Image from the King Penguin book: Semi Precious Stones - Cover

Image from the King Penguin book: Semi Precious Stones - Amethyst

Image from the King Penguin book: Semi Precious Stones - Malachite

Image from the King Penguin book: Semi Precious Stones - Iron Pyrites

Image from the King Penguin book: Semi Precious Stones - Turquoise in Matrix

I find it intriguing that almost every King Penguin I’ve come across seems to be a perfect blend of elegant academic wonder and mind-blowing illustrative talent. Although they are highly collectable, I have seldom chased them down. I have only a few of these books but keep an eye peeled for the odd one in charity shops and creaky bookshops by the sea.

My Grandfather, Mr Charles William Hooley, was a geoglist and geographical surveyor before he retired. His mineral and stone specimen collections were completely mesmerising to me as a child. They conjured images of treasure troves in the belly of a distant Maharajah’s palace. Each sample was  perfectly hewn, polished, arranged and labelled in such a way that when the light caught them all simultaneously, it was really quite overwhelming. I couldn’t help feeling the same excitement when I saw this King Penguin.

Mrs Wooster of the Brooklyn Crystallographic Laboratory at Cambridge University wrote the text for the book and it was published in 1952. Her writings beg us to reconsider the value of these kaleidoscopic, but under appreciated gifts from the Earth. She highlights the fact that in China, pure Jade is more valuable than most precious stones. There is also the ancient connection to folklore through astrology.

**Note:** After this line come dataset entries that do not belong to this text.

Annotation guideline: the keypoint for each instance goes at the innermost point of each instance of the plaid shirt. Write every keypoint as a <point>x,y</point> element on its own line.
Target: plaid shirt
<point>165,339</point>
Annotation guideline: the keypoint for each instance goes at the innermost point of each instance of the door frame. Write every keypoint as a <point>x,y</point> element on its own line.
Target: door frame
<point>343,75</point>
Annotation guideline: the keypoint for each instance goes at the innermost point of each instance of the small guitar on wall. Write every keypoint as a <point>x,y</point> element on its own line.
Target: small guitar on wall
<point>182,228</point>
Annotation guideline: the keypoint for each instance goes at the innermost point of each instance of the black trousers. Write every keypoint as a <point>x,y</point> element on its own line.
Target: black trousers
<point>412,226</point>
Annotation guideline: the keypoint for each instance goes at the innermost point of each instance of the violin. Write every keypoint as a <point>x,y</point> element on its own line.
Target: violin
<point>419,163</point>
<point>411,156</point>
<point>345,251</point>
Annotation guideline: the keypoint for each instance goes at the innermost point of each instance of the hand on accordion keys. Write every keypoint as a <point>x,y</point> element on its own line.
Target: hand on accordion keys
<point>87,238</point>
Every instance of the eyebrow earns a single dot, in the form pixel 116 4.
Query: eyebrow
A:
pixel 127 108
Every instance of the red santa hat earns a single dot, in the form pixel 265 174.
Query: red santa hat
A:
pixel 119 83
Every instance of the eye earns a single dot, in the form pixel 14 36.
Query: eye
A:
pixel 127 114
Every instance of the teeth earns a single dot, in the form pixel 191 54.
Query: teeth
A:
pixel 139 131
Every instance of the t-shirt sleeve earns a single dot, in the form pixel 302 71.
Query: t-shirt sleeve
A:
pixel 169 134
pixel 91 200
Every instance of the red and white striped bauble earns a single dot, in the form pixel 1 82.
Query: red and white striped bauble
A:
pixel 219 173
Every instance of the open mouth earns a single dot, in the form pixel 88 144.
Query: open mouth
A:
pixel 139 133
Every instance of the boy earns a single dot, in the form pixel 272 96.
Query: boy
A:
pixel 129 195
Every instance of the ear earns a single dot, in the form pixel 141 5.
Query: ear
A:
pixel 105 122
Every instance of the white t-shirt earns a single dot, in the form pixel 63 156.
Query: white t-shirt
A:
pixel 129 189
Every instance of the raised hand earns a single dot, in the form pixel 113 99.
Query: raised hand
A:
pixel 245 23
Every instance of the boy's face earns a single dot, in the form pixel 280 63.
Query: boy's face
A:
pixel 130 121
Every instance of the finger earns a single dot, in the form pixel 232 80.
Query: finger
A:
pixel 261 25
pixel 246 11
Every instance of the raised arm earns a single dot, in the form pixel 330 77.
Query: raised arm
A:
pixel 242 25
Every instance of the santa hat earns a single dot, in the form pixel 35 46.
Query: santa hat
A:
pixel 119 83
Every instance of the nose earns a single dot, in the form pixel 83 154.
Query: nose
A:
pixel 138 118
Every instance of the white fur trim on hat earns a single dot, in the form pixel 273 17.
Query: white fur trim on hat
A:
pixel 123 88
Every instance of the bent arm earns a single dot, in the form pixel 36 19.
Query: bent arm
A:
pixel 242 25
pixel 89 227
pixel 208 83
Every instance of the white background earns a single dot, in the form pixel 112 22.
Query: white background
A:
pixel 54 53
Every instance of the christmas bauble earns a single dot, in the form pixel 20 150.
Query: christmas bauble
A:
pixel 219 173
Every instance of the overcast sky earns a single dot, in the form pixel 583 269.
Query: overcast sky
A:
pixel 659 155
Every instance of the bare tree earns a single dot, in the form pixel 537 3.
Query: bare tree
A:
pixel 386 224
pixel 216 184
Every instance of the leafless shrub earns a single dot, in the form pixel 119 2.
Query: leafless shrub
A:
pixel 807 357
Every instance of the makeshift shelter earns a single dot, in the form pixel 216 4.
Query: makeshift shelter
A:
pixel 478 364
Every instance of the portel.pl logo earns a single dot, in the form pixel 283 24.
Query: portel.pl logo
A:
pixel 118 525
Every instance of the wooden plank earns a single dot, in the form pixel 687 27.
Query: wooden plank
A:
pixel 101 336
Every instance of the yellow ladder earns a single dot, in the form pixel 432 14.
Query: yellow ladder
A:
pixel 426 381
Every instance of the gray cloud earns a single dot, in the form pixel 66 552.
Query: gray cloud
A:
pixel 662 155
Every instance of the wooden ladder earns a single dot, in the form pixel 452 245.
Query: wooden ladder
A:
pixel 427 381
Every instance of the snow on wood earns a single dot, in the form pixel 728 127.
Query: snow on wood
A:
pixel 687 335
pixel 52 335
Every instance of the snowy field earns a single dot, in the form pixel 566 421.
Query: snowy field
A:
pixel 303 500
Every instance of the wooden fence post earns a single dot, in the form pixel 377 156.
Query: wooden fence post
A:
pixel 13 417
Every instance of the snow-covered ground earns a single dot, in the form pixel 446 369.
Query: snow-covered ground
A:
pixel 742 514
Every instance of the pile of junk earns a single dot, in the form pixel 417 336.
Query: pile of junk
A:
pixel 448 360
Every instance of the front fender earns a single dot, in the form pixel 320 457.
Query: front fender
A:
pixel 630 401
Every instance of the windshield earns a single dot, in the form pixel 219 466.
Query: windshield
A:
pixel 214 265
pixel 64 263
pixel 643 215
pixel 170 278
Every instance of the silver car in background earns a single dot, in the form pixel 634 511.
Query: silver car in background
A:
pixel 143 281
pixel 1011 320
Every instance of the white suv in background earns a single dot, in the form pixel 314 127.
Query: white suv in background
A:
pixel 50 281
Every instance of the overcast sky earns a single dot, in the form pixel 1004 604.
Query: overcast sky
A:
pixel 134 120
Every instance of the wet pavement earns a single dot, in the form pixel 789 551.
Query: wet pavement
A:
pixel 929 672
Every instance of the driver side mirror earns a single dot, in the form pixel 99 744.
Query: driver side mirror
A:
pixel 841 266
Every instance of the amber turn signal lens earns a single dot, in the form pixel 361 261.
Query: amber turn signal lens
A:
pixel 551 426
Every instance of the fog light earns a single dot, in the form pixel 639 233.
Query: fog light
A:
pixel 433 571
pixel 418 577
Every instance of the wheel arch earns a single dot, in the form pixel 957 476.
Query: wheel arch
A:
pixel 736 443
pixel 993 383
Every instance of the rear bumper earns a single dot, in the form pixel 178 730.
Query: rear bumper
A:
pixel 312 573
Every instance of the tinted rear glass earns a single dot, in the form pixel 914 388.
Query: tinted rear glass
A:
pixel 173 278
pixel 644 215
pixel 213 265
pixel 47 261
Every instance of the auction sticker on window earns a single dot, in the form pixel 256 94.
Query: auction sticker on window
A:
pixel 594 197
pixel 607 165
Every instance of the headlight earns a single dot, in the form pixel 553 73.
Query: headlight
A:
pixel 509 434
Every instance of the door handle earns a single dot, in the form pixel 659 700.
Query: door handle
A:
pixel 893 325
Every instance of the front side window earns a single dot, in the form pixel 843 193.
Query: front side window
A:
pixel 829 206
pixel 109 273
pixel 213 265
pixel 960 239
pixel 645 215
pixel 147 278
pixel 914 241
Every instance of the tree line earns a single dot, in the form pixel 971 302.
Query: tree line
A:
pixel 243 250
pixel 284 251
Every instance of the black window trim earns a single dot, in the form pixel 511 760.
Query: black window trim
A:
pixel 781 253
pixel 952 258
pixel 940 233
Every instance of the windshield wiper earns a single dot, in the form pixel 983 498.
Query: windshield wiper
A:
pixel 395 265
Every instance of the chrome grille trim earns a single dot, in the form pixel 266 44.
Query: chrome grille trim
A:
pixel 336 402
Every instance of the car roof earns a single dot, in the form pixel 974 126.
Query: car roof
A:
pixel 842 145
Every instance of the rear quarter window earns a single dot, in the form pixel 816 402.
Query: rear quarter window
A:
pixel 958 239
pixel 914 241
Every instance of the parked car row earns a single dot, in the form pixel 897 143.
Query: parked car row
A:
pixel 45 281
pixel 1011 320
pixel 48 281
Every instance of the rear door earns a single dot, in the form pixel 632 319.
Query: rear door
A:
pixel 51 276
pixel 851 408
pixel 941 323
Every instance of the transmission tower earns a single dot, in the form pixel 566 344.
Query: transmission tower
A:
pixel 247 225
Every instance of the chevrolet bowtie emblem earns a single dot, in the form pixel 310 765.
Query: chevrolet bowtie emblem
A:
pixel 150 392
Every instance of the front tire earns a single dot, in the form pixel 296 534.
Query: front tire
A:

Somehow, a large Emerald might feel rather vulgar if it were used in a Druidic ceremony to celebrate the Winter. I personally prefer the curious allure of a cloven rock filled with sparkling amethyst to a tiny diamond.

This guide is superbly written and instead of following the trodden path of a field guide, it reads more like an insightful article; challenging our perceptions of what can be seen as a rather cheesy, gift-shop hobby in today’s vanity obsessed society. The stunning illustrated plates of the stones by the great flea illustrator, Arthur Smith are evocative, florid and incredibly true to form. There’s still plenty of these around in the ether, so you might want to grab one if you like the look of it, because there’s won’t always be.